Depending on who you ask in the Defense Department, the most important part of the implementation of the Joint Regional Security Stacks (JRSS) is either its impact on service culture, the upcoming tests or the possibilities for version 3.0.
DoD’s multi-year migration to a shared cybersecurity system is well under way, officials told an audience gathered for the Nov. 1 Defense Systems Summit “JIE and the New Military Landscape,” held in Pentagon City, Virginia. Now it’s just a matter of embracing the high standards and new culture that come with it.
Defense Chief Information Office Terry Halvorsen said JRSS is going to bring DoD great capabilities, but at a price.
“When it is complete it really will be the first architecture, the first set of tools and equipment that were from the beginning designed to be a part of a joint system,” Halvorsen said. “Governance, of how to operate this, is going to be the other thing we’ve got to test and the other thing we’ve got to learn to do better. We’ve also got to remember … there will never be a last JRSS if JRSS stays in place. If you are in this business, the cyber-IT-software hub, it never can stop. You cannot rest.”
The JRSS migration is part of the Joint Information Environment (JIE), a four-year-old unification effort and security boost for the department’s 15,000 IT networks.
Halvorsen said if he could start over, he’d name it the “Joined Information Environment” because DoD will never get to a true joint environment due to its ever-changing nature.
“The vision of JIE has to be one that we accept will continually change,” Halvorsen said, pointing to the threat factor as reason alone that the JIE must be constantly updating — though money and usability were other reasons he mentioned during his speech.
“JRSS as a concept will be done when everybody is behind it, but it won’t stop there,” Halvorsen said. “In this business, what’s next comes really fast. We have to adopt our actions better to do that. I suspect JRSS 3.0 will look very little like JRSS 1.5. [Given] the rate of change both in software, tactics, procedures in this field, it has to get better, has to keep morphing, so we’re going to have that issue as we move forward with JRSS.”
Passing the test
The Defense Department is moving forward on JRSS implementation.
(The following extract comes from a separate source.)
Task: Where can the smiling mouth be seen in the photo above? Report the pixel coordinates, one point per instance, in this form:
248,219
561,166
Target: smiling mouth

Col. Scott Jackson, JIE Solutions Division chief at the Defense Information Systems Agency, said each service has submitted implementation plans, which include phases and timelines for bases and users. The plans might also include concerns from each military branch about implementation.
“A lot of that implementation plan was getting into the nitty-gritty about the technology of JRSS, the protections, rebuilding the same access authorities that say, an Air Force administrator has on an Air Force base to change his individual firewall, confirming that when they migrate to JRSS, that same administrator in the virtual Air Force firewall can still change all the same things,” Jackson said. “It really comes back to that no loss of current capability. We would not want to be responsible for the Air Force saying this mission didn’t take off because your cybersecurity failed because it didn’t do something that my current system does.”
Jackson said there are 23 Non-Secure Internet Protocol Router NETwork (NIPRNet) security stacks and 25 Secret Internet Protocol Router Network (SIPRNet) stacks planned globally.
Once stacks are installed, a team goes in and does initial software configuration to test for any vulnerabilities. Then there’s an initial test acceptance when DISA Global Operations command operatorslog in and confirm the agreed upon configuration matches.
Jackson said the process is similar to purchasing a combination lock, having someone install it on the default combination, and then you changing it to your preference once the locksmith leaves.
Six stacks are operational to the level that Air Force can migrate to them now, two additional stacks will be operational by the end of December.
Once those tests are passed, the service branch can start migrating bases to the JRSS and overall JIE, Jackson said. The Army has gone through about 16 migrations, while the Air Force is in the process of two migrations.
The tests aren’t the only thing DoD branches are focusing on.
During his talk, Halvorsen admitted that the JRSS implementation and a more refined understanding of enterprise culture are something the military services are going to have to work on.
Daniel Corbin, chief technology adviser at the U.S. Marine Corps headquarters, acknowledged during a Defense and industry panel, that loss of control and potential lack of understanding are downsides to JIE, but there were also opportunities for cost savings and added security.
Danielle Metz, deputy director for strategy and integration within the DOD CIO’s office, said instead of thinking of it as losing control, “it’s protecting DOD as an information network.”
“It’s not looking at the Marines are protecting their portion of the Marine network, the Navy is protecting the Navy’s portion, but really working together,” Metz said.
Deputy CIO for the Navy Janice Haith said the standardization is overdue, and while giving up some control is going to be the biggest challenge, the JRSS “gives us the security we didn’t have, but allows us to plan for the future of how we can bring those into more of an enterprise forum.”
Frank Konieczny, Air Force chief technology officer, said the JRSS would finally get the services talking to each other.
“Now we’re coming in with a healthy tension as to what should be the way that we’re actually going forward,” Konieczny said. “We can’t keep our own security separate, we have to somehow push them all together. That’s helping us realize that everybody, every component has a different way of looking at it, take the best of breed and we have to use that.”